We use time a little bit like available/busy/offline statuses in Slack or WhatsApp. It’s a super quick way to get a first approximation view of somebody’s context. Computers can take care of coordination and calendars, but there’s no substitute for knowing someone’s local time.
When I’m on busy Zoom calls, I often wish there was a world map in the corner displaying where everyone is located. Not (just) as a fun illustration, but to give me a read on whether it’s late in the day and this person is doing us all a massive favour by staying up, or it’s first thing in the morning and they’re full of beans. Or - better! - somehow we could have a live read of how caffeinated everybody is.

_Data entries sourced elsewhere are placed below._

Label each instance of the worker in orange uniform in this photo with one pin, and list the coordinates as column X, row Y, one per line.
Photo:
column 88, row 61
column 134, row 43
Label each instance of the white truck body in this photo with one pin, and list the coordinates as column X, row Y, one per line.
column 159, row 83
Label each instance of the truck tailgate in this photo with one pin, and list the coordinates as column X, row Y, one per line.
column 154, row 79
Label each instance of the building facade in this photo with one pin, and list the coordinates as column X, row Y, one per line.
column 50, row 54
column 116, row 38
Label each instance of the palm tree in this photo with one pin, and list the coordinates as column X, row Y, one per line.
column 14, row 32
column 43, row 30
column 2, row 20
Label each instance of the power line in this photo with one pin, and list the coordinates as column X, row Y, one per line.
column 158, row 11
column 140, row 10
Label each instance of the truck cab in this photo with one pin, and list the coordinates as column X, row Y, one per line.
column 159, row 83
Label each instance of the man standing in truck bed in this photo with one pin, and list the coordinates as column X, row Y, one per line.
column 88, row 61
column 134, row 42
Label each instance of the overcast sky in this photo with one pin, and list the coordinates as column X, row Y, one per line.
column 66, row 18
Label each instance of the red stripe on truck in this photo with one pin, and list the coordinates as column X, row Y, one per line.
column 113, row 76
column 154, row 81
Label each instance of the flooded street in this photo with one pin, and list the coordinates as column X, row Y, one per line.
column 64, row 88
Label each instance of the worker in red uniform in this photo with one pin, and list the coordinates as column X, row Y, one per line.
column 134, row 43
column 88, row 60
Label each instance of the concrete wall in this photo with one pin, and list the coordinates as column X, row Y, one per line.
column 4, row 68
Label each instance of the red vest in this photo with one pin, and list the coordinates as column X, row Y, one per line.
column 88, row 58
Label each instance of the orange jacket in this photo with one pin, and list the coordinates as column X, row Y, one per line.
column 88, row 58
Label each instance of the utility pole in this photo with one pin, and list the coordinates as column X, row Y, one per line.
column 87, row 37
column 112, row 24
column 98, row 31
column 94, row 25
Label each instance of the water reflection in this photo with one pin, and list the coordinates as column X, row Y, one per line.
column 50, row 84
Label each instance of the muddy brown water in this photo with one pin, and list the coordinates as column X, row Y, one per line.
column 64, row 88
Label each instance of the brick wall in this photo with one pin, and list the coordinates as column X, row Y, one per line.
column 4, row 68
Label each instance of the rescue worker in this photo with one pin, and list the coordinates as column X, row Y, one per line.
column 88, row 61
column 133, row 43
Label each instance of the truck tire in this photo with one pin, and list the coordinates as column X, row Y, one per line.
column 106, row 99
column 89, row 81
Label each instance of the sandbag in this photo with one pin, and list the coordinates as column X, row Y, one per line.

We should make a bigger deal, in email and Twitter and so on, about the local time a message was sent, now we have global remote teams spread across timezones. Was this a random late night idea, or a mid-morning considered suggestion?
When you work with artificial intelligences like GPT-3 there is the concept of temperature.
Here’s a brief explanation of temperature in token generation (Stack Overflow):
So temperature is kind of like creativity, but also like randomness, and also like how much effort was put into searching outside the local maximum.
We’re going to be working more and more with AIs, which will be generating text for us, or images, or solving problems (like: “design a webpage according to this description”), and it would be useful to have the temperature tagged in standard metadata to every piece of generated content.
Seeing it would help me assess the intention! Like, is this just a proposed solution, or is it a random whatever?
Temperature for AIs is like local time for humans.
Local time as empathy and provenance. A tiny bit of context that gets carried with the message. So much of what we do online gets disconnected from its origins and floats free – and then we get context collapse and all the awfulness that goes with it.
Perhaps a single digit context number should be attached to every single file, interpretation up to the user, and should always have been from the dawn of computing, as intrinsic as the owner user ID, or the filename, or the last modified time. But keep the times in the local timezone, not UTC.